Engellilerin şiddet, ölüm ve ağır işkence durumlarında kamuoyuna yansıyabildiğine işaret eden Tülay Hatimoğulları konuşmasının devamında şu değerlendirmelerde bulundu:

“Şiddet yaptırımsız kalıyor. Bu hafta yargının verdiği Sinan Gündoğdu kararı otistik bireylere yönelik şiddetin ne kadar basite indirgendiğini gösteriyor. Şiddet uygulayan kamu görevlisine sadece 2 bin 700 TL para cezası verildi ve konu kapatıldı. Bu şiddetin asıl sorumluları olan amirlere ve siyasi sorumlulara cezasızlık politikası işletiliyor. Geçen hafta Ankara’da otistik bir çocuğun ailesi gürültü bahanesiyle katledildi. Engellilere yönelik önyargılar, eğitimsizlik ve bilinç düzeyi düşüklüğü bu şekilde sistematik yaşam hakkı ihlallerine yol açıyor.

Engellilere yönelik kamu hizmetlerinin geliştirilmesi ve var olan sağlamcı ayrımcılığının azaltılması kapsamlı bir kamu politikası ile mümkündür. Ancak engellilere bütçeden ayrılan pay yüzde 2 bile değildir. Engellilerin istihdam oranı çok düşük olup, zaten az olan yüzde 3 yasal kota bile doldurulmamaktadır. İstihdam kotası nüfusun içindeki oran kadar olmalıdır. Bize göre; bugün nüfusun içinde engellilerin oranı yüzde 10 ise istihdam kotası da yüzde 10 olmalıdır. Engellilerin en önemli sorunları erişilebilirlik ve tüm yurttaşlar gibi yoksulluk ve ekonomik krizle mücadeledir. Fiziki erişilebilirlik sorunları çözülmediğinden milyonlarca engelli bir tür tecrit altında olup ev hapsindedir. Engellilere verilen ödeneklerin miktarı enflasyon karşısında erimiştir.

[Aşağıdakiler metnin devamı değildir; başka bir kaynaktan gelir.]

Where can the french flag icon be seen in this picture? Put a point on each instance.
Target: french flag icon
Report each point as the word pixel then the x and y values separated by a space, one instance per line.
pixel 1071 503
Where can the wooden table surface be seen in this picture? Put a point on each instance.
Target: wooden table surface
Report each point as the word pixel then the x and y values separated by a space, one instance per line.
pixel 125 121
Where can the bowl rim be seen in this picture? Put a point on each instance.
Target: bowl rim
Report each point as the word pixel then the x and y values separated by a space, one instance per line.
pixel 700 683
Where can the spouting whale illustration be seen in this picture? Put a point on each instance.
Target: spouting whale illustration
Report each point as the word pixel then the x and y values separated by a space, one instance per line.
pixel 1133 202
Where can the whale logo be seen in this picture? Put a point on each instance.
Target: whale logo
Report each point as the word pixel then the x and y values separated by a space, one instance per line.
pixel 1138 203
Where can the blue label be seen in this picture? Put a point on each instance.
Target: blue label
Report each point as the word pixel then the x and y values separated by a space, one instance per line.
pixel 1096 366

Partimiz Halkların Eşitlik ve Demokrasi Partisi, tüm engellilere en az asgari ücret kadar temel yurttaşlık geliri sağlanması gerektiğini savunuyor. Çünkü mevcut durumda verilen temel ödenekler en temel ihtiyaçları olan temel tıbbi ve medikal ihtiyaçları bile artık karşılayamaz düzeydedir. Engellilerin çok önemli sorunlarından biri de temsildir. Engellilerin medyada, ekonomide, sanatta ve siyasette temsili eksik ve sorunludur. Sağlamcıların egemen olduğu bu alanlarda yeni eşitlikçi bir dille temsil alanları açılmalıdır. Engellilerin yerel ve genel siyasette temsiliyeti bizlerin de daha çok üzerinde durması gereken konulardan biri. Engelliler için yeni bir yaşamı; paradigmamızı toplumsallaştırarak, engelliler ile çalışarak mümkün kılabiliriz. Biz, Halkların Eşitlik ve Demokrasi Partisi olarak engelli yurttaşlarımızla çalışıyoruz ama bunu daha da büyütmek istiyoruz.”